Because there are less expensive alternatives available for the Nonpreferred Speciality drugs, you'll pay more for them at the pharmacy. You'll need to use Walgreens Specialty Pharmacy to fill these types of prescriptions.
Depending on the health care services you need, your provider might have to get approval before providing that service. Use our website to find more information and a list of services that need approval.
Estimated pricing information for various procedures by in-network providers can be obtained by calling the Customer Service number listed on the back of your BCBSM ID card and providing the procedure code. Your provider can also provide this information upon request.
Conditions covered by workers’ compensation or similar law; services or supplies not specifically listed as covered under your benefit plan; services received before your effective date or after coverage ends; services you wouldn’t have to pay for if you did not have this coverage; services or supplies that are not medically necessary; physical exams for insurance, employment, sports or school; any amounts in excess of BCBSM’s approved amount; cosmetic surgery, admissions and hospitalizations; dental care, dental implants or treatment to the teeth except as specifically stated in your benefit plan; hearing aids; infertility-related drugs; private duty nursing; telephone, fax machine or any other type of electronic consultation; educational services, except as specifically provided or arranged by BCBSM or specifically stated in your benefit plan; care or treatment furnished in a nonparticipating hospital, except as specifically stated in your benefit plan; personal comfort items; custodial care; services or supplies supplied to any person not covered under your benefit plan; services while confined in a hospital or other facility owned or operated by state or federal government, unless required by law; voluntary abortions or vasectomy reversals; RK, PRRK, or Lasik; services provided by a professional provider to a family member; services provided by any person who ordinarily resides in the covered person’s home or who is a family member; any drug, medicine or device that is not approved by the Food and Drug Administration, unless required by law; vitamins, dietary products and any other nonprescription supplements except as specifically stated in your benefit plan; dental services, except for dental injury; appliances, supplies or services as a result of war or any act of war, whether declared or not; communication or travel time, lodging or transportation, except as stated in your benefit plan; foot care services, except as stated in your benefit plan; health clubs or health spas, aerobic and strength conditioning, work-hardening programs and related material and products for these programs; hair prosthesis, hair transplants or implants; experimental treatments, except as stated in your benefit plan; and alternative medicines or therapies.

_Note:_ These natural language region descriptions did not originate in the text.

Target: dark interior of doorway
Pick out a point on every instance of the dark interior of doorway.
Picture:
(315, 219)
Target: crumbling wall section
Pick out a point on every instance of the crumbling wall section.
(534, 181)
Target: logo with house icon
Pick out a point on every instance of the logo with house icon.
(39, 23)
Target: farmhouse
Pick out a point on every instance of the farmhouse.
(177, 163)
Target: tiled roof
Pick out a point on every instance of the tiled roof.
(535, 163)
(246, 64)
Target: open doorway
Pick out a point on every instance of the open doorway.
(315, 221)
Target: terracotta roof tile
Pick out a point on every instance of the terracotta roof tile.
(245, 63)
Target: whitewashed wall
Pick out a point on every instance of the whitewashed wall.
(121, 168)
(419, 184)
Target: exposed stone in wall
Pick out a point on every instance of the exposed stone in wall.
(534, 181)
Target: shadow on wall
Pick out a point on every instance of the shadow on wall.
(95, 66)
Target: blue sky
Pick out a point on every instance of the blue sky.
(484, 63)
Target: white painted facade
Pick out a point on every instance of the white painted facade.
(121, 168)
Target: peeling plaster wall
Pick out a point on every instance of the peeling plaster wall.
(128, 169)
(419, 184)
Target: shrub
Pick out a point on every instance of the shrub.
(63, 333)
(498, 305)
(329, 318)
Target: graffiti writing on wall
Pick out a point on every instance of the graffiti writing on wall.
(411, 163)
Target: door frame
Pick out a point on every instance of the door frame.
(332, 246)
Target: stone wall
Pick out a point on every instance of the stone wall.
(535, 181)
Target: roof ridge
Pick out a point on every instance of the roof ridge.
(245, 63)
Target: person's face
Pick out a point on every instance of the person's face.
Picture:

This document is intended to be an easy-to-read summary. It is not a contract. Additional limitations and exclusions may apply to covered services. A complete description of benefits is contained in the applicable Blue Cross Blue Shiled of Michigan certificate and riders. In the event of a conflict between this document and the applicable certificate and riders, the certificate and riders will rule. Payment amounts are based on the BCBSM-approved amount, less any applicable deductible, copay and/or coinsurance amounts required by the plan. This coverage is provided pursuant to a contract entered into in the state of Michigan and shall be construed under the jurisdiction and according to the laws of the state of Michigan.